Собственно, все это — примеры одного из тех сочетаний, о которых мы говорили в начале. Свобода у Честертона не противостоит уюту, а дополняет его; достоинство дополняет смирение, неприятие зла — милость к человеку. Таких сочетаний очень много, и одно из них — драгоценные камни на скромнейшем фоне. Честертон хочет сказать, и всячески показывает, что друг без друга они не держатся, обретают какую-то неточность, если не порочность.

Еще в 70-х годах довольно давно шли разговоры с художником о картинках к Честертону, и он сказал, что больше всего подошла бы рождественская елка. Действительно, игрушки для него — те же драгоценные камни, а темный цвет и таинственность — смиренный фон. Интересно, почему среди этих игрушек не так уж много синих? Потому что нужный холод дают серебро и блестящая белизна, или синий чем-то не вписывается в такой, детский мир? Вроде бы сапфир — воплощенная красота, но холодноват он, что ли?

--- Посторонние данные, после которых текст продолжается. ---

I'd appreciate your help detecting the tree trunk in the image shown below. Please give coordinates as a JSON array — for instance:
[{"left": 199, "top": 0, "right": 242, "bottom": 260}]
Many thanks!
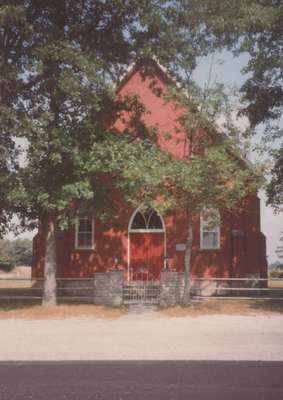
[
  {"left": 42, "top": 217, "right": 56, "bottom": 307},
  {"left": 183, "top": 210, "right": 193, "bottom": 306}
]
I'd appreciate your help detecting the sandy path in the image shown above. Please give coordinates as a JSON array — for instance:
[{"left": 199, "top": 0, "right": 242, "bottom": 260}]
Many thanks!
[{"left": 0, "top": 312, "right": 283, "bottom": 361}]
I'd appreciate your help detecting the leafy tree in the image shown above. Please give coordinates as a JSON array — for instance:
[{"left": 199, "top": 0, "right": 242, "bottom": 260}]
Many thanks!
[
  {"left": 187, "top": 0, "right": 283, "bottom": 210},
  {"left": 267, "top": 147, "right": 283, "bottom": 211},
  {"left": 0, "top": 6, "right": 29, "bottom": 237},
  {"left": 0, "top": 239, "right": 32, "bottom": 270},
  {"left": 1, "top": 0, "right": 213, "bottom": 305}
]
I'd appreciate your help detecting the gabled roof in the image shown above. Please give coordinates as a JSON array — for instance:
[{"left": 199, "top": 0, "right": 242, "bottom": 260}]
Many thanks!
[
  {"left": 116, "top": 57, "right": 178, "bottom": 91},
  {"left": 116, "top": 56, "right": 252, "bottom": 169}
]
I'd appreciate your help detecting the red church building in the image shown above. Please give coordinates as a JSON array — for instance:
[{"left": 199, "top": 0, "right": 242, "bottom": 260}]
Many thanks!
[{"left": 32, "top": 58, "right": 267, "bottom": 288}]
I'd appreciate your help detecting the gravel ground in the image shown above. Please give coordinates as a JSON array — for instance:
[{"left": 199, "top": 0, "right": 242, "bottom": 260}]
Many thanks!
[{"left": 0, "top": 311, "right": 283, "bottom": 361}]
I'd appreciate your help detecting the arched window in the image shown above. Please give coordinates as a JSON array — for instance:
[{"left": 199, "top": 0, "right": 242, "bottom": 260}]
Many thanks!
[
  {"left": 200, "top": 209, "right": 220, "bottom": 250},
  {"left": 130, "top": 209, "right": 164, "bottom": 232},
  {"left": 75, "top": 212, "right": 94, "bottom": 250}
]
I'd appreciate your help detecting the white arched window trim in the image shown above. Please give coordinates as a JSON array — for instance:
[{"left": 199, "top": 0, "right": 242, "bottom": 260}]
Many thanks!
[
  {"left": 128, "top": 205, "right": 165, "bottom": 233},
  {"left": 75, "top": 212, "right": 95, "bottom": 250},
  {"left": 200, "top": 209, "right": 221, "bottom": 250}
]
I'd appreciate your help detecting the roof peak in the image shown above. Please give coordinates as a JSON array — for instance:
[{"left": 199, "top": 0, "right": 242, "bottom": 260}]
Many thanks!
[{"left": 116, "top": 56, "right": 177, "bottom": 90}]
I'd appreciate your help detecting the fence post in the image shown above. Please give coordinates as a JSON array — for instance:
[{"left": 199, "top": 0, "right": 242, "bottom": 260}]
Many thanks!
[{"left": 160, "top": 270, "right": 180, "bottom": 307}]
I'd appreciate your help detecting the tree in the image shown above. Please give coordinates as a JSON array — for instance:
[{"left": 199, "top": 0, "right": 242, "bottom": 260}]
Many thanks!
[
  {"left": 0, "top": 6, "right": 29, "bottom": 237},
  {"left": 1, "top": 0, "right": 213, "bottom": 305},
  {"left": 0, "top": 239, "right": 32, "bottom": 270},
  {"left": 266, "top": 147, "right": 283, "bottom": 212},
  {"left": 92, "top": 83, "right": 262, "bottom": 305},
  {"left": 185, "top": 0, "right": 283, "bottom": 211}
]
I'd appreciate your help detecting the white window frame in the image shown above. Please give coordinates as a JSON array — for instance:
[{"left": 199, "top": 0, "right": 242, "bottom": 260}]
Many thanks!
[
  {"left": 75, "top": 213, "right": 94, "bottom": 250},
  {"left": 200, "top": 210, "right": 221, "bottom": 250}
]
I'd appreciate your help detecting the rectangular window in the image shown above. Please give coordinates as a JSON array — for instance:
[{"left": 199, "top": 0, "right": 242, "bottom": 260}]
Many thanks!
[
  {"left": 200, "top": 210, "right": 220, "bottom": 250},
  {"left": 76, "top": 214, "right": 94, "bottom": 250}
]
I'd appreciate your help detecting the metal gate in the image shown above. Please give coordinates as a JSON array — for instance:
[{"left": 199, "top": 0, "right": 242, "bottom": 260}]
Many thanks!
[{"left": 123, "top": 281, "right": 160, "bottom": 305}]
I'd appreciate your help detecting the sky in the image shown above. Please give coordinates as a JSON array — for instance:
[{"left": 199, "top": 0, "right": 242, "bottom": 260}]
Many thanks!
[
  {"left": 5, "top": 51, "right": 283, "bottom": 263},
  {"left": 193, "top": 51, "right": 283, "bottom": 264}
]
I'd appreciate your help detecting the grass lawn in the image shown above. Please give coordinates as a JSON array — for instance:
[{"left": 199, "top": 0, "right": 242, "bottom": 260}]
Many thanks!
[
  {"left": 160, "top": 299, "right": 283, "bottom": 317},
  {"left": 0, "top": 299, "right": 283, "bottom": 319},
  {"left": 268, "top": 279, "right": 283, "bottom": 289}
]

Как бы то ни было, получается, что мир, освещенный светом чуда — золотой, зеленый, алый. Белизна, серебро и прозрачность не дают ему стать миром богатства, то есть взрослых, а серое, бурое, коричневатое снимает с него всякую бравурность. Однако, что ни говори, он состоит из драгоценностей, как Новый Иерусалим.